Et oui, il y a déjà du monde, et pas mal de monde. Dont mes amis du Boulonnais, toujours présents aux grandes occasions ; c’est pourtant pas la porte à côté, Boulogne-sur-mer ; dire qu’il y en a qui se plaignent de devoir venir de Liège … Plein de monde rentre, et pourtant la salle reste pratiquement vide ; ou sont-ils tous ? A l’étage, bien entendu, où l’ami George est déjà en train de nager sa 8ème longueur à la brasse, dépassé par l’affluence des demandes. Heureusement qu’il y a les copains de Prog-résiste, hein George ? Et du côté de chez Phil, ça ne chôme pas non plus.

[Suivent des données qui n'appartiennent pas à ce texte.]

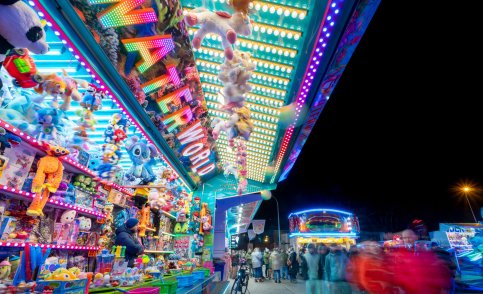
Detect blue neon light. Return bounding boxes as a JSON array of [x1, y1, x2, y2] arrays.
[[288, 208, 353, 217], [289, 233, 357, 238]]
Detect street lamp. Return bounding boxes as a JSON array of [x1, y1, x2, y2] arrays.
[[461, 185, 478, 223], [260, 190, 282, 248]]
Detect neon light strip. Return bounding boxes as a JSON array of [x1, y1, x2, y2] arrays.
[[0, 119, 133, 196], [121, 35, 174, 73], [0, 186, 106, 218], [270, 0, 343, 183], [289, 233, 357, 237], [88, 0, 158, 28], [0, 242, 100, 251], [288, 208, 353, 217], [28, 0, 191, 191]]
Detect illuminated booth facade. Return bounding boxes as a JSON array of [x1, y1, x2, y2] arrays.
[[288, 208, 360, 249]]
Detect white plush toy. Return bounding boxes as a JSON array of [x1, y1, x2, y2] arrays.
[[185, 8, 252, 60], [0, 0, 49, 67]]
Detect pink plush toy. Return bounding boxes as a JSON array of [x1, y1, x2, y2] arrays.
[[185, 8, 252, 60]]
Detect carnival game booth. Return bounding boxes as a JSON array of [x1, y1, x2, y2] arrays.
[[288, 208, 360, 249], [431, 223, 483, 291], [0, 0, 379, 293]]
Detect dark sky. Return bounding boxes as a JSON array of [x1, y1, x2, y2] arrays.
[[256, 0, 483, 231]]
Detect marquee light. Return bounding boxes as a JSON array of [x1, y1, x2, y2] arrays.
[[88, 0, 158, 28], [29, 0, 189, 189], [121, 35, 179, 73], [270, 0, 343, 183]]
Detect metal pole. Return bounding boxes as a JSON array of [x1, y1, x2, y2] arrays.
[[465, 194, 478, 223], [272, 195, 282, 248]]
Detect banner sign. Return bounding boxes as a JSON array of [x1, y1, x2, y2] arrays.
[[70, 0, 218, 182], [252, 219, 265, 235], [247, 230, 257, 241]]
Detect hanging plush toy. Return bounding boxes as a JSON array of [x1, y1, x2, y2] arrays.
[[27, 145, 69, 216], [0, 0, 49, 76], [185, 8, 252, 59], [60, 69, 89, 111], [125, 136, 158, 183]]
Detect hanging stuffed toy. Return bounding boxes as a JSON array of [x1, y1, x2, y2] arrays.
[[27, 144, 69, 216], [0, 0, 49, 89], [60, 69, 89, 111], [185, 8, 252, 60], [125, 136, 158, 183]]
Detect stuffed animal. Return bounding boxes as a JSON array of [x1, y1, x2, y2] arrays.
[[37, 108, 60, 144], [0, 0, 49, 72], [125, 136, 158, 183], [79, 216, 92, 232], [60, 69, 89, 111], [138, 203, 151, 237], [185, 8, 252, 60], [0, 127, 22, 155], [27, 145, 69, 216], [34, 73, 70, 109]]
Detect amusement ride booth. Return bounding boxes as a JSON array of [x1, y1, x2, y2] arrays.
[[0, 0, 380, 293]]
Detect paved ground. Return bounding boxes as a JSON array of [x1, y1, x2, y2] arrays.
[[227, 279, 305, 294]]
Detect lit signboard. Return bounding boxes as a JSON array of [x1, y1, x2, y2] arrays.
[[70, 0, 217, 181]]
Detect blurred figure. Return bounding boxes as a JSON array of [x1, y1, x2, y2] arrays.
[[245, 249, 253, 277], [252, 247, 263, 282], [297, 247, 308, 281], [390, 240, 451, 294], [287, 248, 299, 283], [325, 244, 351, 294], [302, 244, 321, 294], [263, 248, 270, 280], [280, 250, 288, 280], [270, 249, 282, 283], [346, 241, 392, 294], [317, 244, 329, 293]]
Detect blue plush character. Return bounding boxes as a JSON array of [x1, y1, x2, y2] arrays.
[[37, 108, 61, 144], [125, 136, 158, 183], [0, 127, 22, 154]]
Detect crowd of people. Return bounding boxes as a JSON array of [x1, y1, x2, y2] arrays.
[[227, 230, 456, 294]]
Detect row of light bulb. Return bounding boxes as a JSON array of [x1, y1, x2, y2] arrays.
[[196, 59, 290, 86], [193, 46, 293, 74], [188, 30, 297, 58], [207, 101, 278, 123], [205, 93, 280, 116], [202, 83, 283, 107]]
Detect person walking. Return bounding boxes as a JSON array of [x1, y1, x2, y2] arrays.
[[244, 249, 254, 278], [263, 248, 270, 280], [302, 243, 321, 294], [287, 248, 299, 283], [270, 249, 282, 283], [324, 244, 351, 294], [317, 244, 329, 293], [280, 250, 288, 280], [115, 218, 144, 267], [251, 247, 263, 282]]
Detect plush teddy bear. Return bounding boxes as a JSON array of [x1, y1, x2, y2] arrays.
[[0, 0, 49, 72], [185, 8, 252, 60]]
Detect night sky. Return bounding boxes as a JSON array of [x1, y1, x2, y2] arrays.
[[255, 0, 483, 232]]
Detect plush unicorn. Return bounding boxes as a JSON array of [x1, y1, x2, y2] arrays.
[[185, 8, 252, 60]]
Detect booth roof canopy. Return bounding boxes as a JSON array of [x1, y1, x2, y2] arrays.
[[181, 0, 327, 182]]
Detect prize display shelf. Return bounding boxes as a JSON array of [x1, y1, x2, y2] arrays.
[[0, 119, 133, 196]]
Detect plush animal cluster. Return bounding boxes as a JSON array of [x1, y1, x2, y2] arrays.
[[125, 136, 158, 183], [185, 0, 255, 195]]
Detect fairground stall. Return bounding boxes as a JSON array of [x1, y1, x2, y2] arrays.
[[288, 208, 360, 250], [431, 223, 483, 291], [0, 0, 379, 293]]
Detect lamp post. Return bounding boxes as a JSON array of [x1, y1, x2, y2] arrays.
[[461, 186, 478, 223]]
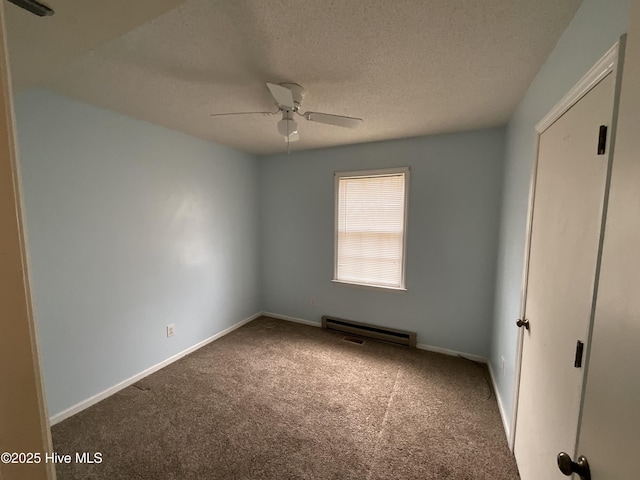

Pour une fois qu’on peut " faire son marché " au milieu de centaines d’albums de prog, visiblement, les gens ne s’en privent pas !
18H00 arrivent sans crier gare, et il nous faut présenter
The Silk, qui piaffent d’impatience. La salle est déjà copieusement remplie, ce qui nous rassure : le public ne viendra pas " que " pour Mostly Autumn. Premier morceau, et première baffe pour ceux qui ne connaissaient pas. Mais qui c’est celle-là ? et puis les musicos, ils assurent aussi. Mais c’est surtout Jo qui attire les regards et les tympans. Oui, oui, oui, c’est vrai qu’il y a du Patti Smith et du Nina Hagen chez elle.. Doit-on en dire plus, cela n’est-il pas déjà suffisamment évocateur ?
Troisième morceau ; voilà-t-y pas que le Dr Prog se met à frissonner à ma droite, pour un groupe où il n’y a ni flûte ni claviers ? ça, faut le faire, et je m’y connais ! ;-)
Même George, au cours de ce passage funko-bluesy où Alain fait merveille à la guitare, me glisse à l’oreille : " p’tain, c’est vrai que ça manque, des passages pareils dans le prog " (n’oubliez pas de prononcer ceci avec un violent accent du Sud-Ouest) ;-)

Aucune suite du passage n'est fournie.